Final <- myseries |>
model (ARIMA = ARIMA(box_cox(Turnover, lambda),stepwise = FALSE, approximation = FALSE),
ETS = ETS(Turnover))
Final |>
forecast(h = 24)|>
autoplot(myseries |> select(-`Series ID`))+
labs(title = "Forecast for BOTH ARIMA and ETS", subtitle = "ETS Vs ARIMA", y = "Turnover in $AUD (millions)")
Seeing both ARIMA and ETS together, we can see how do the different
forecasts compare. While the ETS confidence intervals are wider,
ETS_plot <- Final|>
select(c(State, Industry, ETS)) |>
forecast(h = 24)|>
autoplot(myseries , level = 80)+
labs(title = "", subtitle = "ETS Forecasting", y = "Turnover in $AUD (Millions)")
ARIMA_plot <- Final |>
select(c(State, Industry, ARIMA))|>
forecast(h = 24)|>
autoplot(myseries, level = 80)+
labs(title = "forecasts", subtitle = "ARIMA Forecasting", y = "Turnover in $AUD (Millions)")
gridExtra::grid.arrange(ETS_plot,ARIMA_plot)
new_data <- read_abs(series_id = myseries$`Series ID`[1]) |> select(date, value, series_id) |>
mutate(Month = yearmonth(date),
Turnover = value) |>
select(Month, Turnover) |>
filter(Month > max(myseries$Month)) |>
as_tsibble(index=Month)
## Finding URLs for tables corresponding to ABS series IDA3349577J
## Attempting to download files from series IDA3349577J, Retail Trade, Australia
## Extracting data from downloaded spreadsheets
## Tidying data from imported ABS spreadsheets
Final_forecast <- Final |>
forecast(h = 51)
Final_forecast |> select(c(.model ,Month, Turnover, .mean)) |> autoplot(new_data) + labs(y = "Turnover in $AUD (Millions)" )
Final_forecast |> accuracy(new_data)
## # A tibble: 2 × 10
## .model .type ME RMSE MAE MPE MAPE MASE RMSSE ACF1
## <chr> <chr> <dbl> <dbl> <dbl> <dbl> <dbl> <dbl> <dbl> <dbl>
## 1 ARIMA Test 22.6 24.7 22.6 15.5 15.5 NaN NaN 0.686
## 2 ETS Test 30.3 33.1 30.4 20.9 20.9 NaN NaN 0.735
According to the above table, we can see that with the new data from the abs function, the RMSE for both the models increases. A similar story in both MAE and MAPE as well. However, even with the new data, we can see that the ARIMA model is better still with a RMSE of 24.68043 which is better than that of ETS model RMSE coming to 33.13486. Thus the comparison of the forecasts with the actual numbers tell us that ARIMA is better model at the point forecasts. While with the autoplot we can see that with wider intervals the ETS model is more like to capture a the data.

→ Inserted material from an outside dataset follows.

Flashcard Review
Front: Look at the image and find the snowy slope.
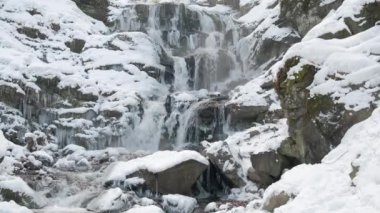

However, from a characteristic point of view, we know that ARIMA model use the autocorrelation in the data while ETS is more so the function of the trend and seasonality of the data. Thus a disadvantage of ETS is that it lags behind the data which explains the Exponential smoothing. Although in the case of ARIMA, it not good at modelling the outliers and thus better for data with fewer shocks to the data.
For the data provided, the ETS model did not perform well. Given the ACF plot with many significant lags and similarly the ljung box test, we know the ETS model selected automatically was not able to model the data well. It could not explain the data as the p value for the l jung box was less than 0.05.
Moreover, we know that ETS are special cases of the ARIMA thus when we choose the ARIMA function and let it figure out the best parameters, we are giving it the freedom to do a better job in most cases (cases where the automatic ETS and ARIMA yield different models). Thus the ARIMA model chosen automatically is the best modle for the data provided.